Dediğimde kekelediğimi fark ettim ama bunun içinde çok geçti.

"Kızım iyi misin?"

"İyiyim neden?"

"Çünkü kıpkırmızı olmuşsun, sabahki olaydan dolayı bana kızgın olduğunu düşüneceğim ama senin kızgınlıktan çok heycanlı bir halin var. "dediğinde gözlerim yan tarafta oturan Poyraz'a kaydı. Poyraz azına lokmayı götürürken yüzünde hafif bir gülümseme oluştu. O anda Poyraz'ın tam bir gıcık olduğunu düşündüm. Benim bu düştüğüm durumdan çok mutlu görünüyordu.

"Seraaa."

"Evet"

"Kızım sen gerçekten iyi değilsin."diyen babam aniden soluğu benim yanımda aldı. Elini anlıma götürüp dokunduğunda, bir taraftanda saçlarımı öptü.

"Ateşin yok gibi.  Beni endişelendiriyorsun."?

Gözlerim Poyraz'a kaymıştı. Azında ki lokmayı çiğnediği anda sinsi sinsi gülüyordu. Bu durum hoşuna gitmiyordu.

"Seraa! "

Babamın yine sesi ile gözümü Poyraz'dan çektim ve babama baktım.

"Baba ben gündüzki olaydan dolayı çok yoruldum. İzin verirsen odama çıkıp dinlenmek istiyorum. "

"Ama doğru düzgün birşey yemedin."

"Canımm istemiyor."derken olabildiğince yorgunmuş gibi davranmıştım.

"Tamam hadi git dinlen. "

Hızlı bir şekilde ayağa kalkıp, merdivenlere ilerledim ve odama ulaştım. Kapıyı kapatacağım sırada, bir el kapının arasına koydu ve açtı.

Gördüğüm yüzün şaşkınlığı ile beraber kolları ile beni hızlıca sarıp kendine çekti ve o sert bakışlarıyla dudaklarını dudaklarıma bastırtı. O anda bütün vücudumun felç olduğunu hissettim. Ben bu duyguyla baş etmeye çalışırken, dudaklarını dudaklarımdan çekti ve anlını anlıma koydu.

"Senin bu çocuksu, teleşlı ve heyecanlı hallerin varya beni benden alıyor. "

Benim dilim tutulmuş halde konuşamazken o tekrar beni öptü. Artık bu duruma dayanacak gücüm kalmamıştı, son gücümü toplayıp ellerimle onu ittirerek uzaklaştım.

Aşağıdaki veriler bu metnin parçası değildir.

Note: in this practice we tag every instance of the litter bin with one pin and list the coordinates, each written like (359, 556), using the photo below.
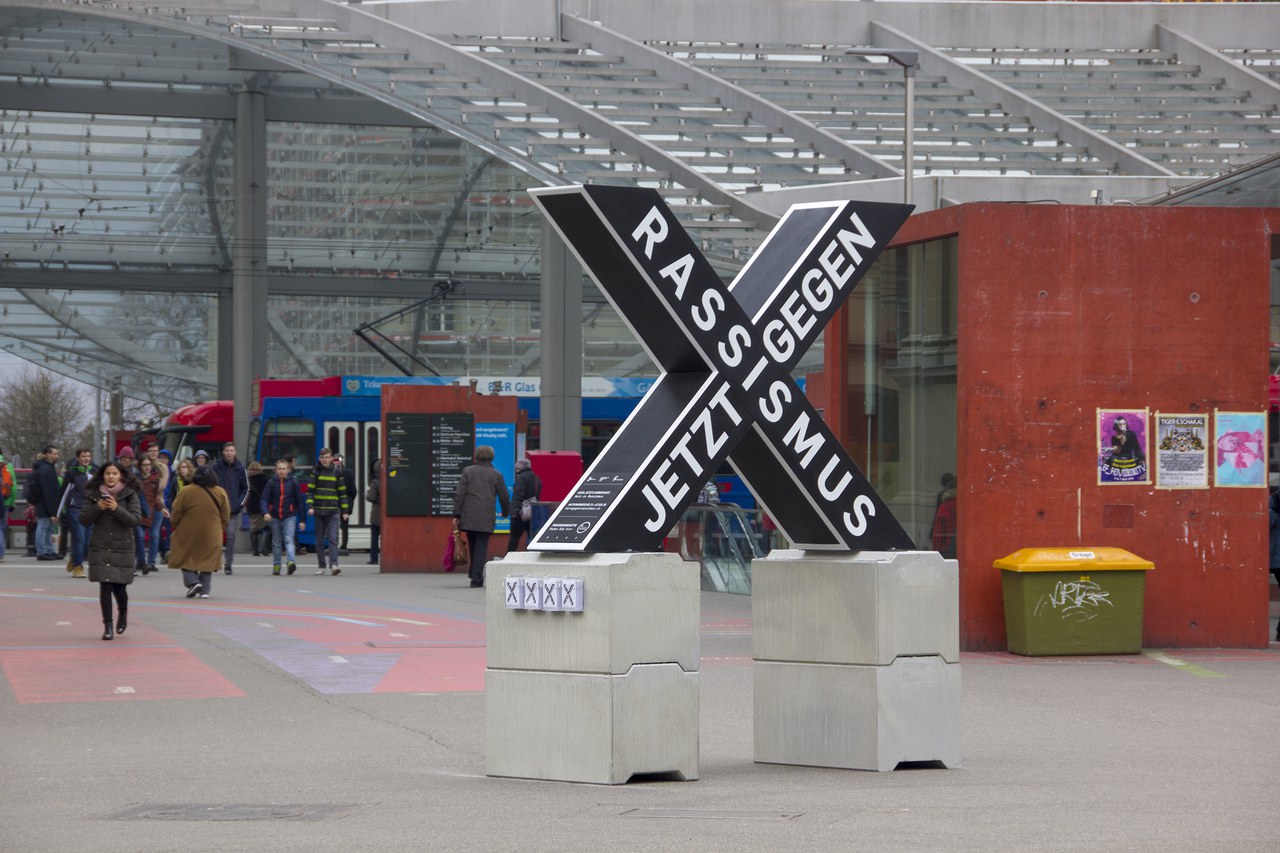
(1074, 601)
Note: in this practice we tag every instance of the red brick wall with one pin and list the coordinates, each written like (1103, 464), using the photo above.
(1069, 309)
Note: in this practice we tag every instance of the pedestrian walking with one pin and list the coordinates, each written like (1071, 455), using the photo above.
(259, 529)
(374, 495)
(113, 511)
(77, 482)
(8, 497)
(44, 493)
(155, 510)
(529, 487)
(327, 502)
(474, 507)
(280, 505)
(199, 520)
(348, 479)
(234, 480)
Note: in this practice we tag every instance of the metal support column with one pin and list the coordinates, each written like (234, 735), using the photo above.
(248, 329)
(562, 346)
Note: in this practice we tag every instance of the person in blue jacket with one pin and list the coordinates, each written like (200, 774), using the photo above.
(282, 500)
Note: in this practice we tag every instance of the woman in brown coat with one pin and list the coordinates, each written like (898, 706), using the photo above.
(112, 507)
(474, 509)
(199, 518)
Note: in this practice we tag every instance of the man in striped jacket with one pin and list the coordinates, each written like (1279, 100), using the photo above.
(327, 502)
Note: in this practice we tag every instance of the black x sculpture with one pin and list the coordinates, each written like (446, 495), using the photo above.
(726, 389)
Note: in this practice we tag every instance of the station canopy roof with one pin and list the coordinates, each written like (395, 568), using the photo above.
(401, 140)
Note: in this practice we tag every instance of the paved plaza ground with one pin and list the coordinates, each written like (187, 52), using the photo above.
(347, 714)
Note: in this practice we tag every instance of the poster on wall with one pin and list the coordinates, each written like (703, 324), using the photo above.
(1240, 448)
(1182, 451)
(1123, 447)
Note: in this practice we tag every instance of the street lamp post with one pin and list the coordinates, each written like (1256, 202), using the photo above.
(909, 59)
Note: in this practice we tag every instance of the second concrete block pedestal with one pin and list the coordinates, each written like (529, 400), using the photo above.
(600, 694)
(856, 658)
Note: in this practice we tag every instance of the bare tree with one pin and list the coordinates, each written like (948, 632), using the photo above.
(39, 407)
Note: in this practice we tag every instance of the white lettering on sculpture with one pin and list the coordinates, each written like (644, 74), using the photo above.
(653, 228)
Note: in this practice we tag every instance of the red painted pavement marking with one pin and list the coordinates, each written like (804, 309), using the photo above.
(112, 674)
(46, 661)
(435, 670)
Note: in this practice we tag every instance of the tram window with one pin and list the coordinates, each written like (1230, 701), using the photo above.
(284, 436)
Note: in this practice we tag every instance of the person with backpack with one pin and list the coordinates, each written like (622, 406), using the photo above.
(112, 510)
(44, 493)
(73, 496)
(279, 505)
(8, 497)
(526, 489)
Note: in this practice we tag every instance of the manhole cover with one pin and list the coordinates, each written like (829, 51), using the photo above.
(205, 812)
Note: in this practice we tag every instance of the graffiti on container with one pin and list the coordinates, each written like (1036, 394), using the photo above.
(1077, 601)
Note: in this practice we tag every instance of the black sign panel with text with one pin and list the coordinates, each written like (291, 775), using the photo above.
(727, 389)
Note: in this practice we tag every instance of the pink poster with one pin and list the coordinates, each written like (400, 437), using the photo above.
(1123, 446)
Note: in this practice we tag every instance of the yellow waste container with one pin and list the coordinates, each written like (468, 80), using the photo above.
(1074, 601)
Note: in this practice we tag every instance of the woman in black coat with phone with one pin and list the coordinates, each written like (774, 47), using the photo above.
(114, 510)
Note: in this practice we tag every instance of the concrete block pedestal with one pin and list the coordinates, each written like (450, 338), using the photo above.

"Poyraz bunu bana neden yapıyorsun?."

"Ne yapıyorum sana küçüğüm?"diyecek hiçbir birşey bulamıyordum. Ne diye bilirim ki, şuanda ölmek üzere olduğumu falan mı?.

"Az önce aşağıda böyle davranmıyordun ama. Gayet normal şekilde yemeğini yiyordun, şuanda yaptığın şeyi anlamıyorum. "dediğinimde gülümseyerek bana yaklaştı ve burnuma doğru eğildi.